DeepSeek: l’IA va-t-elle vivre son “moment Spoutnik”?

Le premier Spoutnik en 1957

Depuis l’arrivée de DeepSeek on parle beaucoup d’un moment Spoutnik pour l’IA. Mais qu’est-ce que cela veut dire ? Et est-ce justifié ?

Depuis son lancement le 20 janvier, DeepSeek R1, l’intelligence artificielle conversationnelle développée par une start-up chinoise, bouleverse l’écosystème technologique. L’apparition de ce concurrent direct de ChatGPT, mais nettement moins cher à produire et à faire fonctionner, remet en cause le modèle économique des géants américains du secteur. DeepSeek soulève des doutes sur leur domination dans la compétition technologique avec la Chine.  Face à ce qui a les allures d’une révolution, une question s’impose : les États-Unis revivent-ils un «« moment Spoutnik » comme il y a près de 70 ans ?

Qu’est-ce qu’un « moment Spoutnik » ?

Le 4 octobre 1957, l’Union soviétique annonce la mise en orbite de Spoutnik I, le premier satellite artificiel de l’histoire. En pleine guerre froide, la nouvelle provoque un choc majeur à Washington, où les États-Unis prennent conscience de leur retard dans la conquête spatiale.

Face à cette situation, la réaction américaine est rapide et massive : en un an, le président Eisenhower crée la NASA, initie le programme Mercury pour les vols spatiaux habités et augmente considérablement les financements de la recherche scientifique. Ces décisions jettent les bases d’une domination technologique américaine qui perdure encore aujourd’hui. Un moment Spoutnik est donc un événement à ce point marquant qu’il va provoquer une réaction qui va changer le cours de l’histoire. Un tournant historique en somme.

Les États-Unis peuvent-ils rééditer l’exploit ?

Malgré les multiples crises traversées ces dernières décennies, aucun événement n’a entraîné de réaction comparable à celle du moment Spoutnik en 1957. En 2013, le professeur Sean Kay expliquait dans la revue Survival que ce choc avait instillé un nouvel état d’esprit stratégique aux États-Unis, où l’éducation et la science étaient perçues comme des piliers de la puissance nationale.

Une situation bien différente

Or, aujourd’hui, la situation est bien différente. La polarisation politique et le recul du rôle de la science dans les décisions publiques compliquent la mise en place d’une réponse coordonnée. Le trumpisme, marqué par une méfiance à l’égard des institutions scientifiques et une volonté de réduire les budgets fédéraux, contraste fortement avec la mobilisation d’Eisenhower à la fin des années 1950.

Ainsi Donald Trump a qualifié l’événement d’« avertissement » et espère qu’il incitera les industriels américains à repenser leurs investissements en IA pour atteindre une efficacité comparable sans « dépenser des milliards et des milliards ». Une déclaration qui n’encourage pas vraiment l’ambitieux projet Stargate. Porté par OpenAI, Oracle et SoftBank, ce plan colossal de 500 milliards de dollars vise à développer des infrastructures d’IA à grande échelle. Plus que de révolutionner la technologie américaine, DeepSeek questionne avant tout la pertinence d’une telle approche. Plus qu’un sursaut technologique américain d’une ampleur équivalente à Spoutnik, on risque plutôt de chercher à faire aussi bien, pour moins cher.

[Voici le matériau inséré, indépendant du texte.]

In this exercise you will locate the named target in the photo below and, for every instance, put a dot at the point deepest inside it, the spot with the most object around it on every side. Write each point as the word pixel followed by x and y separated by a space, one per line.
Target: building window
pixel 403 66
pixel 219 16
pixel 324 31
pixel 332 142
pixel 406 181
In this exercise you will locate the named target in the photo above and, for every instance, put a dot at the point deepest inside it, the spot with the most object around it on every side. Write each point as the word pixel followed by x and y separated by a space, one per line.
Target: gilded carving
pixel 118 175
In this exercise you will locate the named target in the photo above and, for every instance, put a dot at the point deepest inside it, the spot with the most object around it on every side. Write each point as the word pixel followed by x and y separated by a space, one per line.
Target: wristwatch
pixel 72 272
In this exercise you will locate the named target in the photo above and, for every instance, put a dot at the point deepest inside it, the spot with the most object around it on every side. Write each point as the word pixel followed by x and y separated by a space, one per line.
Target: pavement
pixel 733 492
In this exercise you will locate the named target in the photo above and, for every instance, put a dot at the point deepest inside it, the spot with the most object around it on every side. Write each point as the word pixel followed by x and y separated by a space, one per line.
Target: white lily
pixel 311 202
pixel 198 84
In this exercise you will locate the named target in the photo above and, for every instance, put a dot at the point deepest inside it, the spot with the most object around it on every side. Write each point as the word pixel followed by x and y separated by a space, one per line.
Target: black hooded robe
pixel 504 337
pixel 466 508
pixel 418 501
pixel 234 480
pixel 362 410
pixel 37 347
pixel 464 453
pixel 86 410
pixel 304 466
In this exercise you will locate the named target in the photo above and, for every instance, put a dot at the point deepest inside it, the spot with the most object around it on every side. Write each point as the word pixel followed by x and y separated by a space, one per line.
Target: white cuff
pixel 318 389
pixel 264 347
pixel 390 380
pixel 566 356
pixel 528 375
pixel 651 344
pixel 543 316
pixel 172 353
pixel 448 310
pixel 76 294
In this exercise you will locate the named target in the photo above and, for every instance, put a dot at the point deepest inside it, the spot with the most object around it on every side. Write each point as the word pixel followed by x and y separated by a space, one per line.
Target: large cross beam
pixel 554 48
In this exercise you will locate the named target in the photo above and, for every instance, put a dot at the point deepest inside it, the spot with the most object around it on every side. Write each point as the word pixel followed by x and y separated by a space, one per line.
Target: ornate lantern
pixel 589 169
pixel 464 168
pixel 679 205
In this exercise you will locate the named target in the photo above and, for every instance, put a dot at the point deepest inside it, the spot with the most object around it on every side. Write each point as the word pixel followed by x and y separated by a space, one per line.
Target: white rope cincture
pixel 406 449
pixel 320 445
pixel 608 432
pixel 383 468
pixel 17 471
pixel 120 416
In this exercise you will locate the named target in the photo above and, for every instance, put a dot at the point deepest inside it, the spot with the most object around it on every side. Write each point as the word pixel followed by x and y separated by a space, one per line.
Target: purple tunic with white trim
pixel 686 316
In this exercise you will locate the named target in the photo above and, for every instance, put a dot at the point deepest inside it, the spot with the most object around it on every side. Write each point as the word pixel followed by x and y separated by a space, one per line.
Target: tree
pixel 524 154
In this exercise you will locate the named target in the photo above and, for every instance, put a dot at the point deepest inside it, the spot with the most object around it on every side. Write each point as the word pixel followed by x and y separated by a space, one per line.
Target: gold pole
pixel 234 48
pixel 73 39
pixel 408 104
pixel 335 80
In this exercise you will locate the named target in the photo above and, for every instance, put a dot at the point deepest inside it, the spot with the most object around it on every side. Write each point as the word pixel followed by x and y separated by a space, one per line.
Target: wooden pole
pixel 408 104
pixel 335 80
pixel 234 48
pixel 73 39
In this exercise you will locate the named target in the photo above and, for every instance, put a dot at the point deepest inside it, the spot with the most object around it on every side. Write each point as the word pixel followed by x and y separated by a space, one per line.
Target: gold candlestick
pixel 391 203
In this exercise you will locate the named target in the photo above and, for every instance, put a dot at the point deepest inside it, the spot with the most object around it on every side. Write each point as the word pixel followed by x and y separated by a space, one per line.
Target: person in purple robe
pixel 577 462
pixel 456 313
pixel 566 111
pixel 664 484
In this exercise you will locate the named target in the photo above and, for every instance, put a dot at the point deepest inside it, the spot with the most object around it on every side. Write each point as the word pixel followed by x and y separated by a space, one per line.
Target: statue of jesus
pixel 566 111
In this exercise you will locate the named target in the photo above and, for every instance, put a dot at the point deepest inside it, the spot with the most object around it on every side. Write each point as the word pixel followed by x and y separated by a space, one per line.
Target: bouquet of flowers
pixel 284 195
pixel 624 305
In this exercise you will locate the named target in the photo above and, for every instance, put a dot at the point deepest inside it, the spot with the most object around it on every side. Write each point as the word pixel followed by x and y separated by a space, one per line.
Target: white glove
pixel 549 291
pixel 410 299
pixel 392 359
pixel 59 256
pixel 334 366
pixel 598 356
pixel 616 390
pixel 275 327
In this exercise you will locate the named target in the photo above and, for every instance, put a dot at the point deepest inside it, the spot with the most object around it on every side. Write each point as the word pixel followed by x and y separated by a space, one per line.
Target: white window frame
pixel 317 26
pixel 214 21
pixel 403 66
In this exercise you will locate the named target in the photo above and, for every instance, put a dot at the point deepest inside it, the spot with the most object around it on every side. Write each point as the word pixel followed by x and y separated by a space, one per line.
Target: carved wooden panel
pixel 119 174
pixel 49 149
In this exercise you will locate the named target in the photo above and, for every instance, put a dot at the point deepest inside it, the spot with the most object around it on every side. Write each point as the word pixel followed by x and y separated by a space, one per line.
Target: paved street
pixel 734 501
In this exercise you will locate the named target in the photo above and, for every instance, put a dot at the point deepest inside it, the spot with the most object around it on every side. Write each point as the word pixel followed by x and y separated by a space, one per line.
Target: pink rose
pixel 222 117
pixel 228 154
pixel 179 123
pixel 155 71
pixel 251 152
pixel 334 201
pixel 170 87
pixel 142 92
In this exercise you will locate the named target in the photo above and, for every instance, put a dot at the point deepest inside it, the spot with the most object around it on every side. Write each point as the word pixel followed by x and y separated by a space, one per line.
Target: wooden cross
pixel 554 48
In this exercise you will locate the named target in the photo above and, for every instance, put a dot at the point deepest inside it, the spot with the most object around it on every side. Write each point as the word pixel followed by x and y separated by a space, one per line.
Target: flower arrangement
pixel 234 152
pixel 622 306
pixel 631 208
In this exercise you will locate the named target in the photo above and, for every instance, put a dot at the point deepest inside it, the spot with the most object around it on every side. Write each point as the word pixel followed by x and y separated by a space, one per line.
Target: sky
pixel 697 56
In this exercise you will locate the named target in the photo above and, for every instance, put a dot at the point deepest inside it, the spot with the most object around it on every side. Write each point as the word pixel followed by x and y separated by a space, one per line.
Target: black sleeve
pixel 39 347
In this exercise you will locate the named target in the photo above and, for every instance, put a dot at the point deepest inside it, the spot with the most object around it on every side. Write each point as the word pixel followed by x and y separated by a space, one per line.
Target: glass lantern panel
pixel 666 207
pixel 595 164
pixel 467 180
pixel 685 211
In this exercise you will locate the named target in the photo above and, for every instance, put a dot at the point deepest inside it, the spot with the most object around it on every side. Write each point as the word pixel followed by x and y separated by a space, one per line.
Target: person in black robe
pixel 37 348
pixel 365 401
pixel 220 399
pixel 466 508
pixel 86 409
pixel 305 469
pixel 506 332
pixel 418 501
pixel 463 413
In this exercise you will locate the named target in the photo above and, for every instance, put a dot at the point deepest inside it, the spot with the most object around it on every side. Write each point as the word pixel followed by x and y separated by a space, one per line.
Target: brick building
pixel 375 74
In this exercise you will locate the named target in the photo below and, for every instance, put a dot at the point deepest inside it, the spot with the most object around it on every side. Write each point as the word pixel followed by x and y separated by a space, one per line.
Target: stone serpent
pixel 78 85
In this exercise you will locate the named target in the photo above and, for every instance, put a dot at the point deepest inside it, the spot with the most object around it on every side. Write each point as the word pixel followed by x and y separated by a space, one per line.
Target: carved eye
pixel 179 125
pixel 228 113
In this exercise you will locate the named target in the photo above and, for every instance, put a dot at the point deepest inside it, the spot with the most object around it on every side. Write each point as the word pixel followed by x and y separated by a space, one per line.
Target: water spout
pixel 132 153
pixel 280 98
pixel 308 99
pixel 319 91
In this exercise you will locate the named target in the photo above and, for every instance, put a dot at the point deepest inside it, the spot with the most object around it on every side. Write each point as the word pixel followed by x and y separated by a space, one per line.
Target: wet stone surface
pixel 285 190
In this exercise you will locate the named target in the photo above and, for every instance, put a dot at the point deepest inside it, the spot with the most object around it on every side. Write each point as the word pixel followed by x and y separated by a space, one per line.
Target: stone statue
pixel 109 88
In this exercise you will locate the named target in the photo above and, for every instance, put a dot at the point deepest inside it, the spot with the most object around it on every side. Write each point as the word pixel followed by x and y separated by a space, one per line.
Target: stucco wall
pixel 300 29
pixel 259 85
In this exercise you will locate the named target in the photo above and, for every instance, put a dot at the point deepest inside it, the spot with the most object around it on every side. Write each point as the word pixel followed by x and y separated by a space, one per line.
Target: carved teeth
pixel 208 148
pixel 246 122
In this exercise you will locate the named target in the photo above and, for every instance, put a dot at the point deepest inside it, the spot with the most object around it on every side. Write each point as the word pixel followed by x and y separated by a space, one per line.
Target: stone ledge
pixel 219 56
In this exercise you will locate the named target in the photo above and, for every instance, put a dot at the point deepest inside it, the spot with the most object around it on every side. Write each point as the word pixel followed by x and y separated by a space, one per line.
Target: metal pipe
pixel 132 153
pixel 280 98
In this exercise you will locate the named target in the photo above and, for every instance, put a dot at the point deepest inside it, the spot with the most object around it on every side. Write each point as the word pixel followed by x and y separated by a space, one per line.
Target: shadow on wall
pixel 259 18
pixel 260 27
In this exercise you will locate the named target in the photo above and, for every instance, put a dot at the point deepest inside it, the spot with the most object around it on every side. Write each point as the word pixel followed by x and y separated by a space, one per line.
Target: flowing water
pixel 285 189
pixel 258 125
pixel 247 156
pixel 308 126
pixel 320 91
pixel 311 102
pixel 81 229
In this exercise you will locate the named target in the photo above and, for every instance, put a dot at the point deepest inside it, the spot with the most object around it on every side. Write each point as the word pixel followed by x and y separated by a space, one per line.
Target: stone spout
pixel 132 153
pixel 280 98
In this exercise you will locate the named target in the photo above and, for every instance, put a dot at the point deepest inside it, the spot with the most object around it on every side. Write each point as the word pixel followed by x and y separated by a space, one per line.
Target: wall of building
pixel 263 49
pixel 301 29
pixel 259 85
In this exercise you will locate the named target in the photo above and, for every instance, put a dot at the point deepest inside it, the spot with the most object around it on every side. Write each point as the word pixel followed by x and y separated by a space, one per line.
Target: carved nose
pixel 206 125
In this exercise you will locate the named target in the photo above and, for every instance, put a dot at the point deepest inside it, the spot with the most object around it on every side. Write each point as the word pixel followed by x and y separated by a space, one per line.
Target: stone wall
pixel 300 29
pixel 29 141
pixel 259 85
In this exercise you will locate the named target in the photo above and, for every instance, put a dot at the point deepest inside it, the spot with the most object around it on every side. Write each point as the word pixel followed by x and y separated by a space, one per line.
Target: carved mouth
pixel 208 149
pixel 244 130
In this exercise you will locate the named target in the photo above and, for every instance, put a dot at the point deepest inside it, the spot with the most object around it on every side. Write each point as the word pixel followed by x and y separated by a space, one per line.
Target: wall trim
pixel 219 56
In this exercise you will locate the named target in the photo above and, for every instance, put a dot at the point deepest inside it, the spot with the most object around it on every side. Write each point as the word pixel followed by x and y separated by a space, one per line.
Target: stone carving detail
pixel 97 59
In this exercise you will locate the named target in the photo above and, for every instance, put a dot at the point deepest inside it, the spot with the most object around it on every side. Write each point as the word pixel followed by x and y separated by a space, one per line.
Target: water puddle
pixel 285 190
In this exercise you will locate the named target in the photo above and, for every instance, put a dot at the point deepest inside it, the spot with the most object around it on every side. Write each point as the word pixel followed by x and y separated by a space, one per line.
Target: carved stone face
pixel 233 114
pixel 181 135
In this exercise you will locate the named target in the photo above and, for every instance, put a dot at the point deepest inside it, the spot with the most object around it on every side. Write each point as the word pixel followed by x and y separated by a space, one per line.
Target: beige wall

La Chine aura-t-elle un moment DeepSeek ?

Enfin, dans un contexte de rivalité croissante entre les deux superpuissances, l’émergence de DeepSeek illustre surtout une réalité incontournable : la compétition pour la suprématie technologique est plus féroce que jamais. Sauf que cette fois, l’initiative pourrait bien venir de l’Empire du Milieu. La Chine pourrait bien connaître son « moment DeepSeek » en multipliant les succès technologiques. Mais il faudra pour cela qu’elle adopte une approche plus souple et moins planifiée de l’innovation.